Geographic distribution of Bangladeshi isolates
A total of 306 SARS-CoV-2 full genomes were submitted from patients representing 20 different districts of Bangladesh (Figure1). The highest number (n=66) of was from the capital city Dhaka, while 20 samples were not specified at the district level.
The evolutionary rate for Bangladeshi isolates
We analysed four structural genes (S, E, M and N) and four major open reading frames (ORF1a, ORF6, ORF7a and ORF8) along with the full genome (Table-1). The mutation rate of the in full Bangladesh genome was 0.49E-3 (95% HPD 0.30E-3 to 0.68E-3) nucleotide substitutions/site/year. In ORFs, the highest mutation rate was found for ORF7a (31.8E-3 nucleotide substitutions/site/year) and lowest for ORF1a (0.59E-3 nucleotide substitutions/site/year) while all segments showed negative or stabilizing selection (dN/dS, 0.47 to 0.95). In the structural proteins, the highest mutation rate was 4.59E-3 nucleotide substitutions/site/year for N and it gradually decreased for E, S and M (3.35E-3, 1.47E-3 and 1.14E-3 nucleotide substitutions/site/year). Only the envelop protein gene (E) showed positive selection (dN/dS, 1.43) while other structural proteins showed negative selection (dN/dS, 0.20 to 0.57).
Mutation in S gene of Bangladeshi isolates
A total of 107 nucleotide changes were found in the Bangladeshi S gene; among them 53 were non-synonymous. Among 107 substitutions, 98 were present in <1% isolates, and six changes were present in <2% isolates (Supplementary Table 4). Nucleotide changes C13T, C882T and A1841G were present among 2.6%, 6.3% and 97.7% of isolates respectively. Among them C882T was synonymous, while C13T and A1841G substituted amino acid L5F and D614G. A non-synonymous change in amino acid position five (L5F) occurred between the same group of amino acids (non-polar Leucine to Phenylalanine). While, in position 614, a hydrophilic amino acid D (Aspartate) was substituted by an amphoteric amino acid, G (Glycine).
The evolutionary rate of S gene in South-Asia
The evolutionary rate of S gene varied in the different regions between 1.34E-3 to 1.84E-3 nucleotide substitutions/site/year, except for Maharashtra which was 3.50E-3 (Table-2). With regards to the degree of natural selection (dN/dS) acting on all S genes, it ranged from 0.41 to 0.76 (stabilizing selection) except for Gujrat at 1.0 (neutral selection)., The major substitution found for the Bangladeshi S gene (e.g., D614G substitution) was also analysed for Indian isolates. Only 15.7% of isolates from New Delhi contained this substitution and the highest substitution rate was identified for Gujarat isolates (93.8%) which are comparable with Bangladeshi isolates (97.7%).
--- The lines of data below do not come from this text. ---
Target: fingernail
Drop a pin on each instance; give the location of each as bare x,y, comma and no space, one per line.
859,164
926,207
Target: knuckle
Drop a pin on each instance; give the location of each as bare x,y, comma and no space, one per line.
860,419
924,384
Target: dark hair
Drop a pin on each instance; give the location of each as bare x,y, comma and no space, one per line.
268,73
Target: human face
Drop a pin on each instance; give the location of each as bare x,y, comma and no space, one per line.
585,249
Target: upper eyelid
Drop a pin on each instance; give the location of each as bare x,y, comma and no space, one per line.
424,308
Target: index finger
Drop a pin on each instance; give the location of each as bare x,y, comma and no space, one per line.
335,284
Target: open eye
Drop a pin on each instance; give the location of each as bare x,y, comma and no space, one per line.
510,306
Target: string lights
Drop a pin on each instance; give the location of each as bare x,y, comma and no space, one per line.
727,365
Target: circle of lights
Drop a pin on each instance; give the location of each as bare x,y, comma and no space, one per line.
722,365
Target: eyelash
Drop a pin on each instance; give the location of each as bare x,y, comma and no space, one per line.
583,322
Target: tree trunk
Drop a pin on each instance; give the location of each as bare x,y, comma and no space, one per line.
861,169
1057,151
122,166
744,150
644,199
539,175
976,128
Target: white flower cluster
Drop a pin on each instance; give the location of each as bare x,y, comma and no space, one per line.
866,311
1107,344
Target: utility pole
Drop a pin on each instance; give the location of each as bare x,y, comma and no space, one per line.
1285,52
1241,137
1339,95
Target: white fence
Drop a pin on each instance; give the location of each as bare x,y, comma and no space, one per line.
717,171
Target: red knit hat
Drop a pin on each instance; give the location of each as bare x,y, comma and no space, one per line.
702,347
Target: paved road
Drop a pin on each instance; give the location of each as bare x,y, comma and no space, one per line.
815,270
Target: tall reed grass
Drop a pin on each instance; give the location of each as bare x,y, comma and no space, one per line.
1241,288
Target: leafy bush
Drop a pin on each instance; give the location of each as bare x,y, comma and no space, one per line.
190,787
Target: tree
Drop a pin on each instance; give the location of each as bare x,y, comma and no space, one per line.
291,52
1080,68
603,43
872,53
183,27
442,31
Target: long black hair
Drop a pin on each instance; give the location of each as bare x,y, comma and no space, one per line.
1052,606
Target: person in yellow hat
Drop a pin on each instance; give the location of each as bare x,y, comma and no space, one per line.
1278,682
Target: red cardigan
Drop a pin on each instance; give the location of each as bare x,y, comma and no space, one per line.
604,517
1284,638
Mean p-distance of genes from the reference strain Wuhan-Hu-1
Finally, from ‘Dataset-2’, three major genes (ORF1a, S, and M) were subjected to genetic distance analysis over time through the p-distance method. For Bangladeshi isolates, mean p-distance from the reference sequence (Wuhan-Hu-1) increased during first month then ran horizontally for ORF1a while it slightly increased for S gene (Figure-2). For M gene, p-distance showed a curved line starting with high similarity with Wuhan-Hu-1 strain, then increased and finally declined again. A similar pattern to Bangladesh was observed for Maharashtra and West Bengal for S and M genes. All Indian regions showed a slightly upward trend for ORF1a. Only Delhi and Gujarat showed an upward trend for S and M genes. Notably, in the last two time-points of these two regions, the numbers of isolates were less than ten (Supplementary Table-3).